Madde Detay
VUSLATÎ, Ali Bey
(d. ?/? - ö. 1099-1100/1688)
divan şairi
(Divan/Yazılı Edebiyat / 17. Yüzyıl / Anadolu-Osmanlı-Türkiye)
ISBN: 978-9944-237-86-4
Asıl adı Ali olup Osmanlı siyasi ve idari yapısı ile kültürüne çok sayıda eleman kazandırmış olan ve bugün Sırbistan sınırları içinde yer alan Uzije’de (Osmanlılar zamanındaki adıyla Öziçe) doğdu. Kaynakların verdiği bilgilere göre asker kökenli bir aileden gelmekteydi. Safâyî kendisini "Paşazade" olarak adlandırdığına göre, Rumeli'deki askerî görevlilerin çoğunda görüldüğü gibi, uzun süredir askerlikle meşgul önemli bir sülaleden geliyor olmalıdır. Çünkü bölgede bu gibi görevler, genellikle önemli ailelerin elinde olup babadan oğula geçen bir konum arz eder. Daha sonra da Tuna kıyısında stratejik bakımdan son derece önemli bir kale olan Semendire (şimdi Sırbistan sınırları içinde Smederova) alaybeyliğine atanması da buna işaret sayılabilir. Safayî, Vuslatî'nin iyi bir eğitim gördüğünü, bilimin her sahasında mahir, nazım ve nesirde usta biri olduğunu söylemektedir. Zaten askerlikteki başarısı yanında edebiyat alanında ortaya koyduğu örnekler de onun çok iyi eğitildiğini göstermektedir. Bu eğitimin hangi aşamalardan geçtiğine dair kaynaklar ayrıntılı bilgi vermese de bunun klasik Osmanlı eğitim sistemiyle örtüşen bir yapı arz ettiğini söylemek yanlış olmaz. Öyle anlaşılıyor ki Vuslatî, çocukluğunda mahalle mektebinde başladığı öğrenimini medresede sürdürmüş; daha sonra da aile mesleği olan askerliğe geçerek bu alanda büyük başarılar elde etmiştir. Fakat kaynaklarda Semendire Sancağı Alaybeyliğine kadar hangi askeri görevlerde çalıştığına dair bir bilgi de bulunmamaktadır. ÇehrinGazâ-nâmesi'nde yirmi iki yıldır burada bulunduğunu bildirdiğine göre Semendire'de oldukça uzun süre kalmıştır. Vuslatî Ali Bey'in ölümü de bir anlamda yaşadığı hayata denk düşmüş ve bulunduğu yörede yapılan bir savaşta 1688 yılında şehit olarak hayatını noktalamıştır. Babinger'in ölüm tarihini 1690 olarak vermesi ise doğru değildir.

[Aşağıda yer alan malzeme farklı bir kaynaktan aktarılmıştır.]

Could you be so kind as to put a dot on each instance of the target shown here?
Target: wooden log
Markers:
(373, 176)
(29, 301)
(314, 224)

Türk edebiyatında "gazâ-nâme" ya da "gazavât-nâme" adı verilen bu tarz eserler daha çok manzum olarak ve mesnevi nazım şekliyle kaleme alınırlar. Gazâ-nâmelerin Türk edebiyatında ilk örneklerine XV. yüzyılda rastlanmaktadır. Osmanlı devletinin kuruluşunu izleyen yıllarda özellikle Rumeli'deki akınları anlatan eserler, türün daha sonraki devredeki devamı oldu. XVI. yüzyılda sayıları oldukça artan örnekler, XIX. yüzyılda bir anlamda gaza geleneğinin ortadan kalkmasıyla gündemden çekildi.
Gazâ-nâme-i Çehrin, Merzifonlu Kara Mustafa Paşa’nın (1635-1683)1678 yılında gerçekleştirdiği ve Çehrin kalesinin fethiyle sonuçlanan seferin hikayesidir. Çehrin, günümüzde Ukrayna sınırları içinde yer alan önemli bir kaledir. Çehrin zaferi, Osmanlı devletinin sınırlarını gidebileceği en kuzey noktasına ulaştırması açısından toplumda büyük ilgiyle karşılandı. Dönem şairleri bu seferle ilgili şiirler yazdılar, tarihler düşürdüler. Osmanlı şehirlerinde büyük kutlamalar yapıldı.
Toplam 3102 beyit tutan eser, bu tarz örneklere benzer tarzda mesnevi nazım şekliyle kaleme alınmış, bir giriş ve bütün detaylarıyla savaşın oluşumunu anlatan asıl bölümüyle tamamlanmıştır.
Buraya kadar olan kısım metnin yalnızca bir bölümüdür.